A new study published on ArXiv finds that Vision Language Models perform significantly worse on visual tasks when the objects involved cannot be named in language — revealing a systematic bias toward textual shortcuts over genuine visual perception.
The research, posted to ArXiv CS.CV, challenges a widely held assumption about multimodal AI: that strong performance on vision-language benchmarks reflects genuine visual understanding. According to the authors, VLMs are instead exploiting a learned shortcut — translating visual inputs into language concepts as quickly as possible, and reasoning from there. When a visual entity resists that translation, model performance degrades sharply.
The 'Nameable' Advantage in Visual Correspondence
The researchers tested several VLMs on visual correspondence tasks — challenges where a model must identify matching entities across two different images. These tasks were grouped into three categories: semantic correspondence (matching conceptually similar objects), shape correspondence (matching by geometric form), and face correspondence (matching facial features). Performance varied dramatically depending on whether the target entity had a common name.
VLMs can only reason about visual entities that can be mapped to known concepts in the language space.
For nameable entities — objects with clear, established labels — models performed well. For unnameable entities — novel shapes, unfamiliar faces, or abstract visual features with no standard linguistic label — performance dropped significantly. This held across model types and task categories, suggesting the pattern is structural rather than incidental.
What the Internal Representations Reveal
To understand the mechanism behind this behaviour, the team applied Logit Lens analysis, a technique that examines how information is represented layer-by-layer inside a neural network. The results were revealing: for nameable entities, VLMs explicitly assigned semantic labels to visual inputs early in their processing pipeline. For unnameable entities, the models produced far less distinctive internal token representations — a sign that they lacked a reliable strategy to handle the input.
This supports the authors' central claim: VLMs are not failing to see visual detail. The required information is present in their internal representations. They are failing to use that detail because their training has optimised them to convert visual information into language as the primary mode of reasoning. When that conversion fails, the models resort to what the authors call hallucinated textual descriptions — plausible-sounding language outputs that do not accurately reflect the visual content.
Teaching Arbitrary Names Helps — But Fine-Tuning Helps More
The study also tested two potential remedies. In the first, researchers taught models completely arbitrary names for unnameable entities — essentially giving the model a label to attach to a novel visual concept. This improved performance, confirming that the bottleneck is genuinely linguistic: once a model has a word to work with, it processes the visual entity more reliably.
In the second approach, the team applied task-specific fine-tuning — training models directly on the correspondence tasks without relying on language priors. This produced even stronger results, and the improvements generalised better across different examples. According to the authors, this suggests that VLMs possess the latent visual capability needed for these tasks; the training pipeline simply has not developed it.

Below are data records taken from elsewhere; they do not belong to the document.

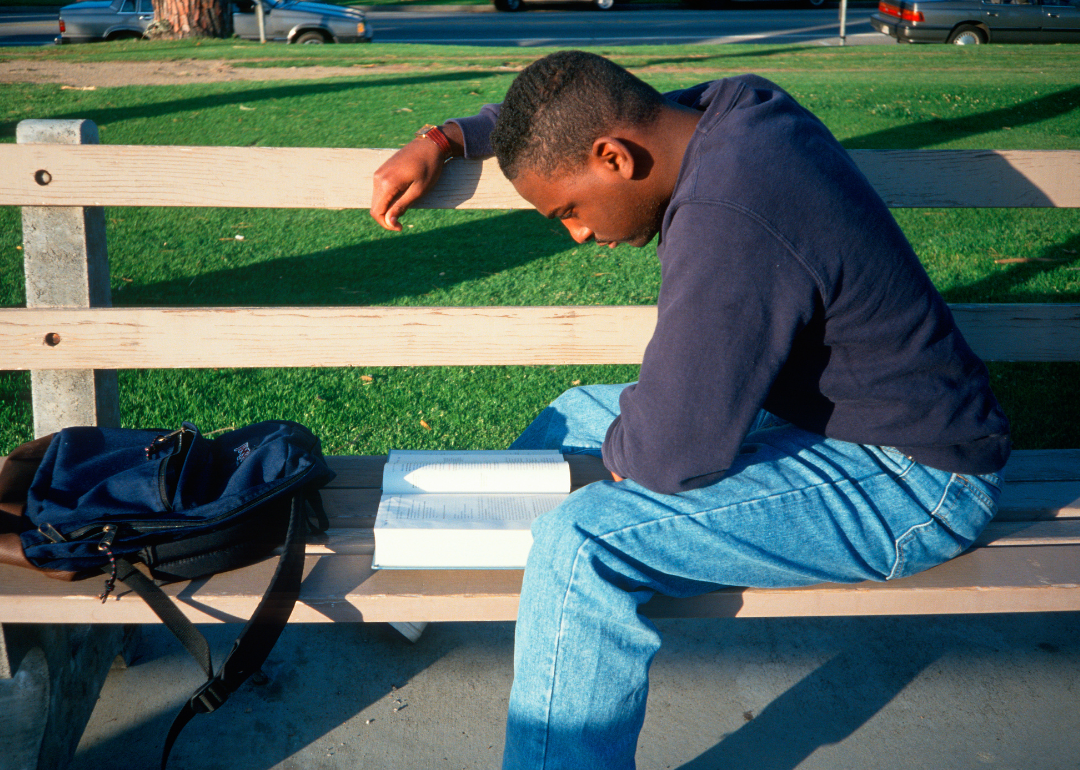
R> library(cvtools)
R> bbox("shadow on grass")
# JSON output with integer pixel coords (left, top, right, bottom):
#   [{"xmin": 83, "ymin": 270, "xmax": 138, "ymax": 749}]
[
  {"xmin": 112, "ymin": 211, "xmax": 568, "ymax": 307},
  {"xmin": 843, "ymin": 86, "xmax": 1080, "ymax": 150},
  {"xmin": 0, "ymin": 69, "xmax": 503, "ymax": 137},
  {"xmin": 943, "ymin": 227, "xmax": 1080, "ymax": 302}
]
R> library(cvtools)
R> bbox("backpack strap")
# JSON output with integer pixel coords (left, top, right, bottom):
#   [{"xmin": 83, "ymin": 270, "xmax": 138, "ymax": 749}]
[{"xmin": 117, "ymin": 492, "xmax": 307, "ymax": 770}]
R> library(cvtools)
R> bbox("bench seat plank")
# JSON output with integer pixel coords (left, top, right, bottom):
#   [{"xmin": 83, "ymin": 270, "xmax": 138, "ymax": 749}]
[
  {"xmin": 0, "ymin": 545, "xmax": 1080, "ymax": 623},
  {"xmin": 0, "ymin": 303, "xmax": 1080, "ymax": 369},
  {"xmin": 0, "ymin": 144, "xmax": 1080, "ymax": 208}
]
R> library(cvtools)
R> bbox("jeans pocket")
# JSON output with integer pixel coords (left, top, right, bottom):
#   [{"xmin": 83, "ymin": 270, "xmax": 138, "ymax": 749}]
[
  {"xmin": 875, "ymin": 446, "xmax": 917, "ymax": 478},
  {"xmin": 889, "ymin": 474, "xmax": 997, "ymax": 580}
]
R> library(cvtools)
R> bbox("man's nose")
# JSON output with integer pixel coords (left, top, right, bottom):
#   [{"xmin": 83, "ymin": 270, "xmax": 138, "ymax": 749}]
[{"xmin": 563, "ymin": 219, "xmax": 593, "ymax": 243}]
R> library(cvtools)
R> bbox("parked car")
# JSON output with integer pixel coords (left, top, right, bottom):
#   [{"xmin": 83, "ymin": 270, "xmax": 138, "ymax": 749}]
[
  {"xmin": 870, "ymin": 0, "xmax": 1080, "ymax": 45},
  {"xmin": 56, "ymin": 0, "xmax": 372, "ymax": 44}
]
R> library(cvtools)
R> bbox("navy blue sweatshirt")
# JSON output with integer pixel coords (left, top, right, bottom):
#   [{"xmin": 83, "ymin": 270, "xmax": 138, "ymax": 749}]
[{"xmin": 458, "ymin": 76, "xmax": 1010, "ymax": 494}]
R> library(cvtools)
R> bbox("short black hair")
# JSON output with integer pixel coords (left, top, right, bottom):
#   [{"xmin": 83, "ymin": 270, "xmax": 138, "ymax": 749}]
[{"xmin": 491, "ymin": 51, "xmax": 665, "ymax": 180}]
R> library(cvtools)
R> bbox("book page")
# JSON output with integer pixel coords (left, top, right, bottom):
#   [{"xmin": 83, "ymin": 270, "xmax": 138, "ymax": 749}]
[
  {"xmin": 382, "ymin": 450, "xmax": 570, "ymax": 495},
  {"xmin": 375, "ymin": 495, "xmax": 566, "ymax": 529}
]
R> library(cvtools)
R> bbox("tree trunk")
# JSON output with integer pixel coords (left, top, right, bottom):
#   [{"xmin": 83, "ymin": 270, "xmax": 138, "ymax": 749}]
[{"xmin": 147, "ymin": 0, "xmax": 232, "ymax": 40}]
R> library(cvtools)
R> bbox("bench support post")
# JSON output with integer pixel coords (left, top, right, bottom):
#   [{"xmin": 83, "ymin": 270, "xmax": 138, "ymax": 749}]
[
  {"xmin": 16, "ymin": 120, "xmax": 120, "ymax": 436},
  {"xmin": 0, "ymin": 120, "xmax": 129, "ymax": 770}
]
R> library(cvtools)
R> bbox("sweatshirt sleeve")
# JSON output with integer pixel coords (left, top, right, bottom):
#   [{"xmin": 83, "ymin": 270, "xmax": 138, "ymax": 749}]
[
  {"xmin": 446, "ymin": 105, "xmax": 502, "ymax": 160},
  {"xmin": 603, "ymin": 203, "xmax": 822, "ymax": 494}
]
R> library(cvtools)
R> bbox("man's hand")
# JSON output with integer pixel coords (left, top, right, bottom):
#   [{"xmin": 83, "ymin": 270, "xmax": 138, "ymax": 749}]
[{"xmin": 372, "ymin": 123, "xmax": 464, "ymax": 232}]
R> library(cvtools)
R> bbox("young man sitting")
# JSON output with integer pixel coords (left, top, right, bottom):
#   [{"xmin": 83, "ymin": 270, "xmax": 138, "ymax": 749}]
[{"xmin": 372, "ymin": 52, "xmax": 1010, "ymax": 770}]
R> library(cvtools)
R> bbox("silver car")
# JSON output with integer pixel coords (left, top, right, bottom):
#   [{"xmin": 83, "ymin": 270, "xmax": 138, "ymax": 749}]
[
  {"xmin": 56, "ymin": 0, "xmax": 372, "ymax": 44},
  {"xmin": 870, "ymin": 0, "xmax": 1080, "ymax": 45}
]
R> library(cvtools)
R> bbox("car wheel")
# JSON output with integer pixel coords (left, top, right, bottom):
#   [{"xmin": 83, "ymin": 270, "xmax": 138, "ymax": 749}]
[
  {"xmin": 948, "ymin": 27, "xmax": 986, "ymax": 45},
  {"xmin": 293, "ymin": 32, "xmax": 326, "ymax": 45}
]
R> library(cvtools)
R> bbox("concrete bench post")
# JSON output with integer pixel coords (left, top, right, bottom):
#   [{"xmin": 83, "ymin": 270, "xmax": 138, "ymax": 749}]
[
  {"xmin": 16, "ymin": 120, "xmax": 120, "ymax": 436},
  {"xmin": 0, "ymin": 120, "xmax": 130, "ymax": 770}
]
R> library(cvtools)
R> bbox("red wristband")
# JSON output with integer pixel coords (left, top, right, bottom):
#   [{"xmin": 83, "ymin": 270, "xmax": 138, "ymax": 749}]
[{"xmin": 416, "ymin": 125, "xmax": 450, "ymax": 156}]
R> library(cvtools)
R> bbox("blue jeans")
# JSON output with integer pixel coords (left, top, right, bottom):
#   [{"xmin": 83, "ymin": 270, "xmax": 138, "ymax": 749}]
[{"xmin": 503, "ymin": 386, "xmax": 1000, "ymax": 770}]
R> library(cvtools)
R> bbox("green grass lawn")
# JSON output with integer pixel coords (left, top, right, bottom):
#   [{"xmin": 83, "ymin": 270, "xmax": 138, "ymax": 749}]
[{"xmin": 0, "ymin": 41, "xmax": 1080, "ymax": 452}]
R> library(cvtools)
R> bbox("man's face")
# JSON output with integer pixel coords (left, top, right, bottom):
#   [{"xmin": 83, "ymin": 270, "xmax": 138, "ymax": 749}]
[{"xmin": 513, "ymin": 163, "xmax": 664, "ymax": 247}]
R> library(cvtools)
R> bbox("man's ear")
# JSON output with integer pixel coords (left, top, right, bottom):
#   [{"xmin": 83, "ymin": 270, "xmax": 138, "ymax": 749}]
[{"xmin": 590, "ymin": 136, "xmax": 635, "ymax": 179}]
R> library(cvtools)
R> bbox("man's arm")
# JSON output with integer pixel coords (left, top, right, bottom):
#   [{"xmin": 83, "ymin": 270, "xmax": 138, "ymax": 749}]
[
  {"xmin": 603, "ymin": 203, "xmax": 820, "ymax": 494},
  {"xmin": 372, "ymin": 105, "xmax": 499, "ymax": 232}
]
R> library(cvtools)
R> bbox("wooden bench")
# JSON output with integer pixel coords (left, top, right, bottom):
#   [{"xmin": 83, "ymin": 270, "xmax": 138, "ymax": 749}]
[{"xmin": 0, "ymin": 121, "xmax": 1080, "ymax": 767}]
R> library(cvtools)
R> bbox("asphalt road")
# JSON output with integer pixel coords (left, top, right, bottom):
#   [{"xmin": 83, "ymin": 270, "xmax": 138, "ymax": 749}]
[
  {"xmin": 368, "ymin": 3, "xmax": 892, "ymax": 46},
  {"xmin": 0, "ymin": 3, "xmax": 892, "ymax": 46}
]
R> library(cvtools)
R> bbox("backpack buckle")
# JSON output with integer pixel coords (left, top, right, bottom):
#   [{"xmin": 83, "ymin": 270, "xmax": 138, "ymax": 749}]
[{"xmin": 188, "ymin": 677, "xmax": 232, "ymax": 714}]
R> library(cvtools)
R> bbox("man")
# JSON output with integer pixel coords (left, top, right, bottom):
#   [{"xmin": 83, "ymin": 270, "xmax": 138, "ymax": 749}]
[{"xmin": 372, "ymin": 52, "xmax": 1010, "ymax": 769}]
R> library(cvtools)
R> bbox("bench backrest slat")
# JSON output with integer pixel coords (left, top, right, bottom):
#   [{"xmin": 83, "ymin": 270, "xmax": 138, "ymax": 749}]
[
  {"xmin": 0, "ymin": 305, "xmax": 1080, "ymax": 369},
  {"xmin": 0, "ymin": 144, "xmax": 1080, "ymax": 208}
]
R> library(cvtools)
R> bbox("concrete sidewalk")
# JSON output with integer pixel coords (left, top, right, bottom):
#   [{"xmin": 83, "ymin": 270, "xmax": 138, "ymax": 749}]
[{"xmin": 72, "ymin": 613, "xmax": 1080, "ymax": 770}]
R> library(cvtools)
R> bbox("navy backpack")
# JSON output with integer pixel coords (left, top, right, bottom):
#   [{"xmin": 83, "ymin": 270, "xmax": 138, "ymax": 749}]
[{"xmin": 0, "ymin": 421, "xmax": 334, "ymax": 768}]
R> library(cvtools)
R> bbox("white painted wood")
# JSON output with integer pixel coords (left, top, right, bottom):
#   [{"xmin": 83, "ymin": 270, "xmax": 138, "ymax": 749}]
[
  {"xmin": 0, "ymin": 145, "xmax": 522, "ymax": 208},
  {"xmin": 851, "ymin": 150, "xmax": 1080, "ymax": 208},
  {"xmin": 0, "ymin": 307, "xmax": 656, "ymax": 369},
  {"xmin": 951, "ymin": 303, "xmax": 1080, "ymax": 361},
  {"xmin": 0, "ymin": 305, "xmax": 1080, "ymax": 369},
  {"xmin": 0, "ymin": 145, "xmax": 1080, "ymax": 208}
]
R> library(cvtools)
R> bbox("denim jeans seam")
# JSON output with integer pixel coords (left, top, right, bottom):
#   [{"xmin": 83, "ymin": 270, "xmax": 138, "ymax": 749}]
[
  {"xmin": 954, "ymin": 473, "xmax": 995, "ymax": 513},
  {"xmin": 538, "ymin": 538, "xmax": 592, "ymax": 768},
  {"xmin": 881, "ymin": 446, "xmax": 918, "ymax": 478},
  {"xmin": 585, "ymin": 472, "xmax": 898, "ymax": 542},
  {"xmin": 886, "ymin": 518, "xmax": 939, "ymax": 580}
]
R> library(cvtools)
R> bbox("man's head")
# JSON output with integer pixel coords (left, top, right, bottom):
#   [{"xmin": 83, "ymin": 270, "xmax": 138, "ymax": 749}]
[
  {"xmin": 491, "ymin": 51, "xmax": 700, "ymax": 246},
  {"xmin": 491, "ymin": 51, "xmax": 666, "ymax": 181}
]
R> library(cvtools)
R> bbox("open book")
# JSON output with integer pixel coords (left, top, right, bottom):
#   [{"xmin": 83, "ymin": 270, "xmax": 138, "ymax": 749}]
[{"xmin": 374, "ymin": 449, "xmax": 570, "ymax": 569}]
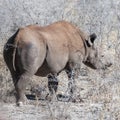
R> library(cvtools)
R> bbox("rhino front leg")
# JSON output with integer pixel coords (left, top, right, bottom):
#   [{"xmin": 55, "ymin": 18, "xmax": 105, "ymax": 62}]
[{"xmin": 66, "ymin": 70, "xmax": 75, "ymax": 97}]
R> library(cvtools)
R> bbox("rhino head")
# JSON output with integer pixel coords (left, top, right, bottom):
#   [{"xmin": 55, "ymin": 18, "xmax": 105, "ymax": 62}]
[{"xmin": 83, "ymin": 33, "xmax": 112, "ymax": 69}]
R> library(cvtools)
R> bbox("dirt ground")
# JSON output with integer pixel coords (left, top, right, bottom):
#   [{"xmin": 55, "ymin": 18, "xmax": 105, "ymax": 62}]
[{"xmin": 0, "ymin": 42, "xmax": 120, "ymax": 120}]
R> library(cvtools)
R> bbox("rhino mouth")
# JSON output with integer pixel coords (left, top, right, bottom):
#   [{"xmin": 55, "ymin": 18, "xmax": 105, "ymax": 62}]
[
  {"xmin": 84, "ymin": 61, "xmax": 97, "ymax": 69},
  {"xmin": 83, "ymin": 59, "xmax": 97, "ymax": 69}
]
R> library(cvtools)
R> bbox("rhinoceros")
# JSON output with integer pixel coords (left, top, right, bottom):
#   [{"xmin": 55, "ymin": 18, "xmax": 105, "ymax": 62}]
[{"xmin": 3, "ymin": 21, "xmax": 109, "ymax": 105}]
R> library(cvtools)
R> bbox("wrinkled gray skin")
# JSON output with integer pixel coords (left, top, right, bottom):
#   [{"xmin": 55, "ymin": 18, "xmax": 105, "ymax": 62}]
[{"xmin": 3, "ymin": 21, "xmax": 111, "ymax": 105}]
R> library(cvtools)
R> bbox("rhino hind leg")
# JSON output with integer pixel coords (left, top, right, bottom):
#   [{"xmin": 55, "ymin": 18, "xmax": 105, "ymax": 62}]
[
  {"xmin": 15, "ymin": 73, "xmax": 30, "ymax": 106},
  {"xmin": 57, "ymin": 68, "xmax": 76, "ymax": 102},
  {"xmin": 48, "ymin": 74, "xmax": 58, "ymax": 100}
]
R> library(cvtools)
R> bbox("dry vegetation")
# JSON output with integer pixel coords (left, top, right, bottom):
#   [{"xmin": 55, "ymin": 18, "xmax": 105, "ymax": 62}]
[{"xmin": 0, "ymin": 0, "xmax": 120, "ymax": 120}]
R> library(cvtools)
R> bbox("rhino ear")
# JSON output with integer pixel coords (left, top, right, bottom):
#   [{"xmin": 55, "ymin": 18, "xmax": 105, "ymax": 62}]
[{"xmin": 88, "ymin": 33, "xmax": 97, "ymax": 46}]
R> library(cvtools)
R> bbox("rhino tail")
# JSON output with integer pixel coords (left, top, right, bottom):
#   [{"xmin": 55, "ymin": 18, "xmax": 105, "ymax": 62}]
[{"xmin": 12, "ymin": 29, "xmax": 19, "ymax": 71}]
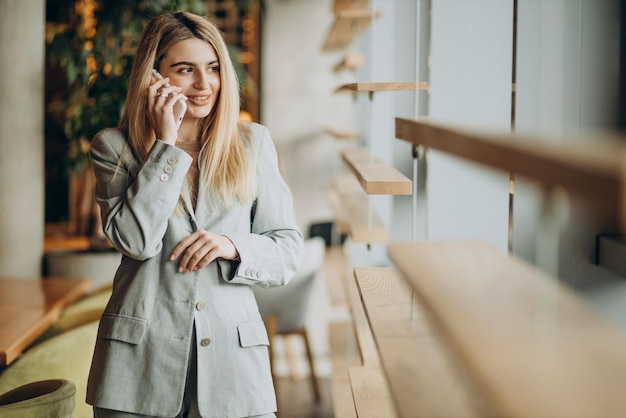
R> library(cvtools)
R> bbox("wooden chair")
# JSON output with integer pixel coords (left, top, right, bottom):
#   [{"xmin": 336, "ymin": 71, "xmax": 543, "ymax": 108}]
[{"xmin": 253, "ymin": 237, "xmax": 325, "ymax": 402}]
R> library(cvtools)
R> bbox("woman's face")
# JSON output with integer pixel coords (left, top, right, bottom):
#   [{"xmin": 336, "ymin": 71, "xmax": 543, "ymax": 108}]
[{"xmin": 158, "ymin": 38, "xmax": 221, "ymax": 120}]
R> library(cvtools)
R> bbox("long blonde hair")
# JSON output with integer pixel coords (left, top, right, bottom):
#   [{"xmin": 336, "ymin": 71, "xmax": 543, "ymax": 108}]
[{"xmin": 119, "ymin": 12, "xmax": 256, "ymax": 207}]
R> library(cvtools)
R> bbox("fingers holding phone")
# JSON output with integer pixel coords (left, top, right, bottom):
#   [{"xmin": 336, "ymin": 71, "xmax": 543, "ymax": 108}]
[{"xmin": 148, "ymin": 70, "xmax": 187, "ymax": 144}]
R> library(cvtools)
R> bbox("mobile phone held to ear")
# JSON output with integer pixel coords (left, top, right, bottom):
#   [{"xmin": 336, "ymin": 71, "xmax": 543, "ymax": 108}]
[{"xmin": 152, "ymin": 69, "xmax": 187, "ymax": 129}]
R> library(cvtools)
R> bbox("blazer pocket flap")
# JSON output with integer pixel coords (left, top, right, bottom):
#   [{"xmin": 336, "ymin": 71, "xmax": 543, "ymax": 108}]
[
  {"xmin": 237, "ymin": 321, "xmax": 270, "ymax": 347},
  {"xmin": 98, "ymin": 314, "xmax": 146, "ymax": 344}
]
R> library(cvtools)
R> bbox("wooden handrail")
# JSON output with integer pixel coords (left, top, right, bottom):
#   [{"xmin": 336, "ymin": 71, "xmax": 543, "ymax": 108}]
[
  {"xmin": 396, "ymin": 118, "xmax": 626, "ymax": 228},
  {"xmin": 354, "ymin": 267, "xmax": 489, "ymax": 418},
  {"xmin": 388, "ymin": 241, "xmax": 626, "ymax": 417},
  {"xmin": 341, "ymin": 147, "xmax": 413, "ymax": 195}
]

A Training Problem, Not an Architecture Problem
The distinction the authors draw is important. Much recent debate about VLM limitations has centred on whether multimodal architectures are fundamentally suited to genuine visual reasoning. This study pushes back on the pessimistic view. The failure mode identified here — over-reliance on language anchors — is a learned behaviour produced by training objectives, not a ceiling imposed by the architecture itself.
Current VLM training pipelines are heavily oriented toward tasks that reward moving visual information into textual space: image captioning, visual question answering, and document understanding, among others. These tasks do not require — and may actively discourage — the development of vision-native reasoning strategies. The models learn what they are rewarded for.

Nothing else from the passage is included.